Em solo piauiense, pesquisadores e trilheiros buscam preservar um arquivo vivo: gravuras rupestres, com o formato de pegadas de aves, espalhadas em rochas em um povoado na região de São João da Fronteira, município a 226 quilômetros da capital Teresina.
O grupo solicitou ao Iphan (Instituto do Patrimônio Histórico e Artístico Nacional) em julho de 2025 a catalogação e, principalmente, a proteção dos possíveis vestígios de tridáctilos (animais com três dedos em cada pata) que teriam vivido na região. O Iphan diz que não há datação do desenho.
Os pesquisadores afirmam que os vestígios podem oferecer pistas sobre a fauna que habitava o Nordeste brasileiro.
As gravuras estão localizadas no povoado Malhada de Pedras. Os moradores da região viram os desenhos pela primeira vez na década de 1980 e batizaram o local de Pés de Ema. Antes um assentamento, a área tornou-se um terreno particular.
Em fevereiro de 2024, o professor e pesquisador Gerson Meneses, do IFPI (Instituto Federal do Piauí), passou pela região e foi avisado pela comunidade das gravuras.
"Fui até lá conferir e vi que os desenhos são talhados na rocha em um leito de um rio. O nome Pés de Ema se dá em virtude de a maioria das gravuras ser em formato tridáctilo, bem semelhantes a uma pegada de ave", disse Meneses, que diz já ter registrado mais de cem sítios no estado.
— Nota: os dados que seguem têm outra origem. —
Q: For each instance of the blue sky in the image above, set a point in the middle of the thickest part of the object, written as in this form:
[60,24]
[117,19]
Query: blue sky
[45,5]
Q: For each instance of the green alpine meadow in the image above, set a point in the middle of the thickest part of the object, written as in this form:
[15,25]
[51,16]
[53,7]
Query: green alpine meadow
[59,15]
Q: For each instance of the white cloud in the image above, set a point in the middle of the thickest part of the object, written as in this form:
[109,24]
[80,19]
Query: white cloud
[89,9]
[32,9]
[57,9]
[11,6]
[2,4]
O sítio ganhou destaque no mês passado, com a abertura da trilha Caminhos da Ibiapaba, do Piauí ao Ceará. A trilha conecta paisagens dos biomas caatinga, mata atlântica e cerrado. São 186 quilômetros que podem ser feitos a pé ou de bicicleta e é uma iniciativa para fortalecer o turismo local e a preservação ambiental. O projeto é uma parceria dos Ministérios do Meio Ambiente, Turismo e ICMBio (Instituto Chico Mendes de Conservação da Biodiversidade).
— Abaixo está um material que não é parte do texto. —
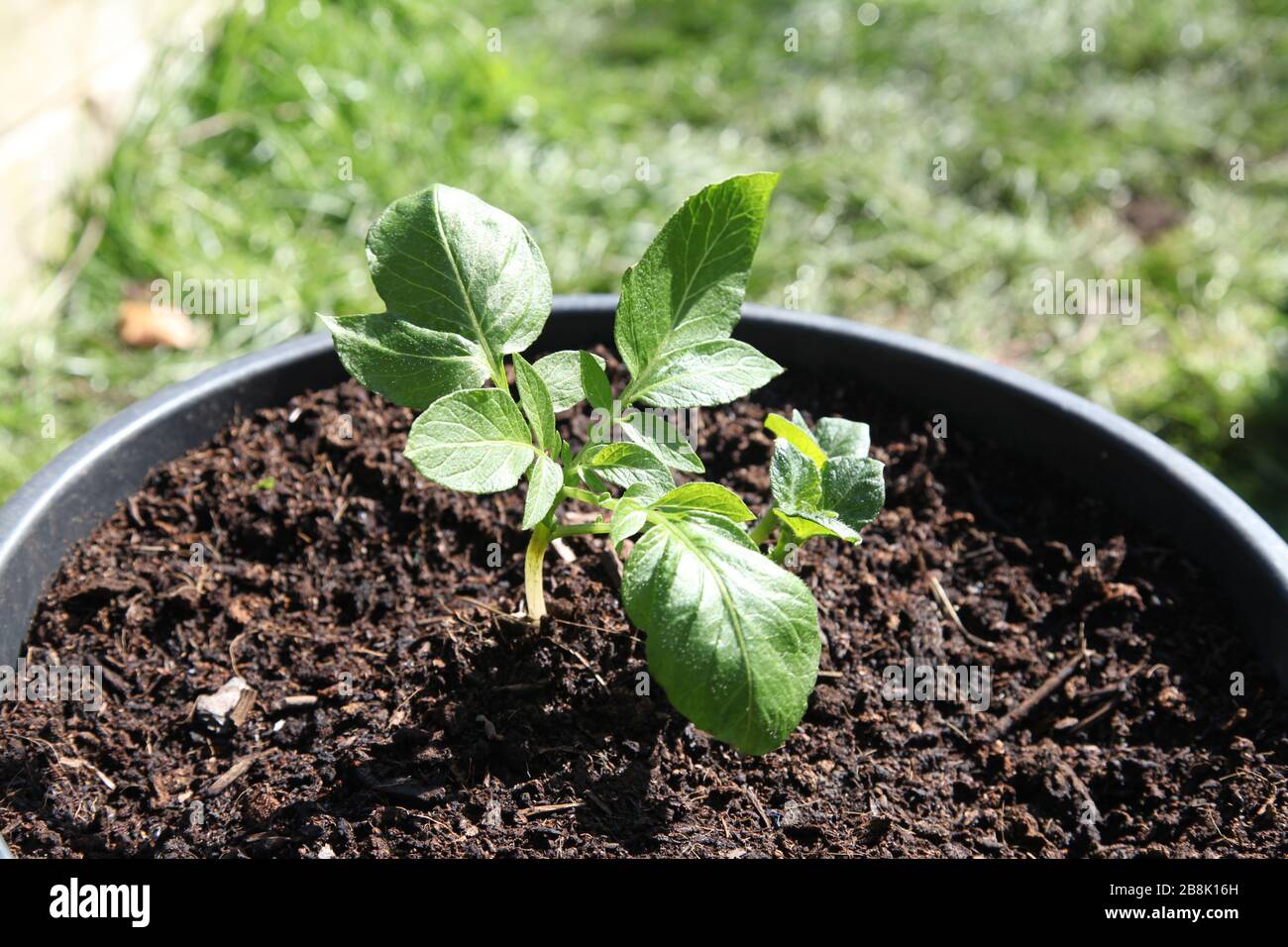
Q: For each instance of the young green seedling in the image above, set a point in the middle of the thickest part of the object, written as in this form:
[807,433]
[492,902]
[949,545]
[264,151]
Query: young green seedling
[730,634]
"O que torna o sítio Pés de Ema especial é principalmente o fato de ser de gravuras rupestres, o que é mais raro nessa região do Piauí", disse Meneses.
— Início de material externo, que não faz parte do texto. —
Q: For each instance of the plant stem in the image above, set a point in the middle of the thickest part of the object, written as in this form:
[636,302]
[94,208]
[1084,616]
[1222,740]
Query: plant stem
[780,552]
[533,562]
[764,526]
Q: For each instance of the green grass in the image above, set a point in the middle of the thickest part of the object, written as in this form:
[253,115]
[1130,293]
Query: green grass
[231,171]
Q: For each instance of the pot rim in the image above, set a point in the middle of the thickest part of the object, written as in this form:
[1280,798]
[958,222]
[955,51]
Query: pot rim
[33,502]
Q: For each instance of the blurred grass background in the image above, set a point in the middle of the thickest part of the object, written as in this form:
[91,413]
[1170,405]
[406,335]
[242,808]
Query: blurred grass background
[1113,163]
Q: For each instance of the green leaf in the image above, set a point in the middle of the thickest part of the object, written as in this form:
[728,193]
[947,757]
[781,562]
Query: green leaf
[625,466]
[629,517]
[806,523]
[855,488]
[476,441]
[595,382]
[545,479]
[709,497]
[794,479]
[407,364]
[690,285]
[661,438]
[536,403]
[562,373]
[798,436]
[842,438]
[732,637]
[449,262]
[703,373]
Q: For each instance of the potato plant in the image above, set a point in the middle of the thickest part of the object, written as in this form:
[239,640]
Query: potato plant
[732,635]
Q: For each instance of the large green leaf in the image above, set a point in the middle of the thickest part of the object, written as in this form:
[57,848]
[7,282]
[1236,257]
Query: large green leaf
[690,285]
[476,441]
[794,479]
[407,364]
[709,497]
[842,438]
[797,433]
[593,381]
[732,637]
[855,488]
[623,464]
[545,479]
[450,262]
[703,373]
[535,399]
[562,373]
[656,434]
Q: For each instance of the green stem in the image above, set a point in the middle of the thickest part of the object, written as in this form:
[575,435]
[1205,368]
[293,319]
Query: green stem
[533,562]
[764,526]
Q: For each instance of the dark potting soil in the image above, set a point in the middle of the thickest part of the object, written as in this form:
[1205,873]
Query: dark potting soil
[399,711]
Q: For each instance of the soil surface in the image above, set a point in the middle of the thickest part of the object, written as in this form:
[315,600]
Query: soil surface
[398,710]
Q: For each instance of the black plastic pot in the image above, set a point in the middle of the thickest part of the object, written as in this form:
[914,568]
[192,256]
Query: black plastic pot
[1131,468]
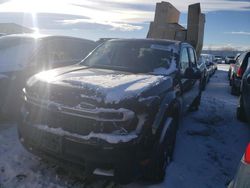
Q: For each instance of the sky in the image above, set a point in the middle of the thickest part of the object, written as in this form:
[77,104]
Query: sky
[227,21]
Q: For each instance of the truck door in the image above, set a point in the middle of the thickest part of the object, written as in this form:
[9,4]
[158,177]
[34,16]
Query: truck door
[190,87]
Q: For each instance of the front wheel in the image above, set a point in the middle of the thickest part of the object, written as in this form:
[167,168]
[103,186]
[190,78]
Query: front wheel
[163,152]
[241,115]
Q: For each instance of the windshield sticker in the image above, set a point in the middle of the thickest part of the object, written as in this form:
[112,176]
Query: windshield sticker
[161,47]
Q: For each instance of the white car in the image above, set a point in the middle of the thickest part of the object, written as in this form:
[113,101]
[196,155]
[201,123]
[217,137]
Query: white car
[242,177]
A Rede Brasileira de Trilhas, que ajudou a idealizar a rota Caminhos da Ibiapaba, convidou a estudante Carla Tessiane Barbosa, da UFPI (Universidade Federal do Piauí), para participar de uma ação sobre educação patrimonial em julho de 2025. A aluna, que está no último ano de arqueologia, conversou com moradores e cadastrou os sítios junto ao Iphan.
"O estado de preservação do sítio encontrava-se um pouco carente de cuidados. Foi possível verificar a presença de lodo sobre o matacão onde se localizam as gravuras, além de lixo descartado nas imediações", disse a estudante.
Barbosa destacou que a possível representação das pegadas de aves na região, bem como de outros animais, pode indicar uma conexão. "Uma ligação que esses povos do passado possuíam com a fauna local, enquanto elemento identitário, relações simbólicas, afetivas ou espirituais com estes animais."